Bronca do peão: é preciso romper o contrato com a ALS

Empresa impõe jornada exploratória aos trabalhadores e coleciona acidentes

ALS impõe jornadas exaustivas aos trabalhadores (Divulgação)

Por Bronca do Peão

Cada um tem o direito de colecionar o que quiser, isso é um fato. Mas a ALS optou por colecionar acidentes de trabalho e negligências com a manutenção dos seus veículos. E para a surpresa de um total de zero pessoas, a empresa se envolveu em mais um acidente de carro, por sorte, sem vítimas fatais. Sabe aquela teoria do queijo Suíço que faz uma analogia onde quando os furos se alinham o acidente acontece? No caso da ALS nem tem a parte do queijo, é só furo mesmo.

A jornada de trabalho extenuante e exploratória é a principal causadora de tantos acidentes, é um absurdo que o trabalhador tenha que atender a empresa com a jornada de trabalho bizarra que eles exercem. Para entender melhor: O trabalhador começa seu primeiro período de trabalho às 4h da madrugada e vai até as 8h da manhã, depois entra em um pseudo intervalo e retorna às 16h. Teoricamente, qualquer chamado fora deste horário deveria ser considerado hora-extra, mas a mãe da ALS só teve filho esperto e já recebemos denúncias dos trabalhadores de que se o motorista não for acionado durante o horário estipulado de trabalho, a hora que deveria ser extra é considerada como hora de trabalho normal.

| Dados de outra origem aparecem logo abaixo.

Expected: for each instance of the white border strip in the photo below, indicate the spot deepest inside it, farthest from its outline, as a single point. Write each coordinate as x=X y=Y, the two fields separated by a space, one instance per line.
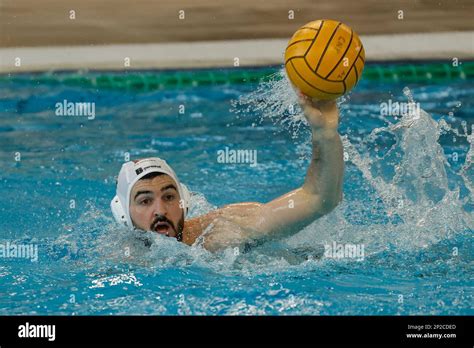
x=446 y=45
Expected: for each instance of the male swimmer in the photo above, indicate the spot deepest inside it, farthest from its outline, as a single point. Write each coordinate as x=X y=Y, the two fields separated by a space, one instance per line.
x=151 y=198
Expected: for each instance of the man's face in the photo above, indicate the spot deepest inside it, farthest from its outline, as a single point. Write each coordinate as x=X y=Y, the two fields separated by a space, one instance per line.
x=154 y=206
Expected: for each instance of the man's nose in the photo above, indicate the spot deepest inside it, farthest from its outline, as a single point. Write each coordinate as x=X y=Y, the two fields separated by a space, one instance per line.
x=159 y=208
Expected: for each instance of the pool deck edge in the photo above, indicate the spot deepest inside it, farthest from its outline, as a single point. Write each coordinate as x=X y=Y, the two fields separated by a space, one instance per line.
x=206 y=54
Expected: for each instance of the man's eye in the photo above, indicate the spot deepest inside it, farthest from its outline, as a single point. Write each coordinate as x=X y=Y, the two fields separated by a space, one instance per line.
x=169 y=197
x=146 y=201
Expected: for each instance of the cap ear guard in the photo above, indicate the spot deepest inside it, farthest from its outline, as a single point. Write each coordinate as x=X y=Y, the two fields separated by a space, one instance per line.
x=118 y=212
x=185 y=199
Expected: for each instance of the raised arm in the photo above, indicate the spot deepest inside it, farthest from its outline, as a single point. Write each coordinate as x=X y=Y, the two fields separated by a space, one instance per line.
x=322 y=188
x=287 y=214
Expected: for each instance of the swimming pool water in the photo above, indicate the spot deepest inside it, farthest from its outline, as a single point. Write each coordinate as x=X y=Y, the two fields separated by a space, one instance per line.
x=408 y=200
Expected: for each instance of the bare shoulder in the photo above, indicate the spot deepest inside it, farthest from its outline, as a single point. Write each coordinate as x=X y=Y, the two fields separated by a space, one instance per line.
x=237 y=214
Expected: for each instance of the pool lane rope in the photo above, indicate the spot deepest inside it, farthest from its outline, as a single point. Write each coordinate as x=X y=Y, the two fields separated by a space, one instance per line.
x=144 y=81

Achou bizarro? Pois tem mais, junto com esse combo de insanidade vem a cereja do bolo. Apesar dessa longa jornada, que só não tira o sangue porque a lei não permite, os motoristas possuem apenas uma folga por semana. Que fique claro, os diversos acidentes que estão ocorrendo são produto da exploração desenfreada da mão de obra. As condições degradantes já foram denunciadas várias vezes. Logo no início do contrato, a CIPA solicitou esclarecimentos sobre o contrato e surpreendentemente nem o fiscal nem o gerente tinham lido o bendito.

Vamos deixar uma pergunta. Gestores da Petrobrás: vocês pretendem tomar uma atitude agora e romper esse contrato lesivo à vida dos trabalhadores ou vai esperar o enterro de uma vítima para tomar a atitude necessária?